Early intervention strategies can prevent overweight and obesity (specifically abdominal obesity) from progressing to the cascade of cardiometabolic complications that begins with insulin resistance and borderline CVD risk factors and culminates in type 2 diabetes and CVD events.12 The National Cholesterol Education Program Adult Treatment Panel III (NCEP ATP III)5 and subsequent guidelines6 use metabolic syndrome criteria to facilitate the clinical simplification of cardiometabolic risk factor assessment in office practice.4 The term metabolic syndrome describes a constellation of metabolic risk factors that includes atherogenic dyslipidemia, elevated blood pressure, elevated plasma glucose, a prothrombotic state, and a proinflammatory state.6 Individuals with the metabolic syndrome typically are overweight or obese with an “apple-shaped” body type characterized by a large waist circumference.13
The primary treatment for the metabolic syndrome is lifestyle therapy—weight loss, increased physical activity, and an antiatherogenic diet—with the objective of preventing progression to diabetes and CVD.12 Risk factor assessment algorithms should be used to guide the intensity of therapy, particularly regarding use of drugs, for patients with the metabolic syndrome, as detailed in my article in this supplement to The American Journal of Medicine. Unfortunately, despite its proven potential to reduce the severity of cardiometabolic risk at every stage of progression,8, 14 lifestyle intervention (alone or in combination with drug therapy) is often overlooked in routine clinical practice.12
Currently, the drugs approved for the treatment of metabolic syndrome are those that target individual risk factors: lipid-lowering drugs, antihypertensive agents, hypoglycemic drugs, antiplatelet drugs, and weight-loss agents. However, the concept of reducing multiple risk factors with a single drug or a combination of drugs (thereby avoiding the risks associated with polypharmacy) has become increasingly attractive, particularly as the population prevalence of obesity and cardiometabolic risk continue to climb.12
Sibutramine and orlistat, weight-loss agents approved for long-term use, improve cardiometabolic risk factors and produce moderate weight loss.12, 15, 16 The endocannabinoid (EC) system, a newly identified physiologic system involved in lipid and glucose metabolism, may be linked to the development of various cardiometabolic risk factors. Cannabinoid (CB) receptors, specifically CB1 receptors, found in the brain and in various peripheral organs, appear to play a pivotal role in regulating energy balance and body weight. Rimonabant,⁎ the first CB1 receptor antagonist, offers a new approach to reducing weight and abdominal adiposity and to improving various cardiometabolic risk factors. In the Rimonabant in Obesity (RIO) clinical trials program,17, 18, 19, 20 rimonabant in combination with a hypocaloric diet caused sustained weight loss over 1- and 2-year periods17, 19 and reduced cardiometabolic risk factors seemingly through both weight loss–dependent and weight loss–independent mechanisms, even in patients with preexisting diabetes and dyslipidemia.18, 20
The articles presented in this supplement are based on an educational program held during the 66th Scientific Session of the American Diabetes Association (ADA) Congress in Washington, DC, in June 2006, and address the issues of obesity and cardiometabolic risk, exploring new approaches to their management.

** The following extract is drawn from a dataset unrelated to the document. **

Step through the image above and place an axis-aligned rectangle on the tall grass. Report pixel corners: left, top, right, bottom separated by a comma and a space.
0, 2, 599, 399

An estimated 47 million individuals in the United States have the metabolic syndrome,21 making its management a top clinical priority. In the first article, I discuss the importance of early identification of high-risk patients to implement risk-reduction strategies targeted toward each patient’s cardiometabolic risk factor profile. Next, Dr. Steven M. Haffner focuses on overweight and obesity, particularly abdominal adiposity, and other cardiometabolic risk factors that increase the risk of developing diabetes and CVD, emphasizing lifestyle intervention as an effective first-line management strategy. He also describes the association of obesity, the metabolic syndrome, insulin resistance, and type 2 diabetes with nonalcoholic fatty liver disease. Dr. George Kunos reports on both his research and that of other investigators regarding the role of the EC system in energy and fat metabolism, both through central and peripheral actions, with central sites within the hypothalamus and peripheral sites, including adipose tissue, skeletal muscle, and the liver. He concludes that preclinical studies demonstrate that CB1 blockade reduces weight and adiposity, decreases hepatic lipogenesis, increases fatty acid oxidation, and improves glucose homeostasis. Finally, the clinical efficacy of CB1 blockade with rimonabant in promoting weight loss and improvements in cardiometabolic parameters is covered by Dr. Michael D. Jensen in his review of data from the phase 3 RIO clinical trials.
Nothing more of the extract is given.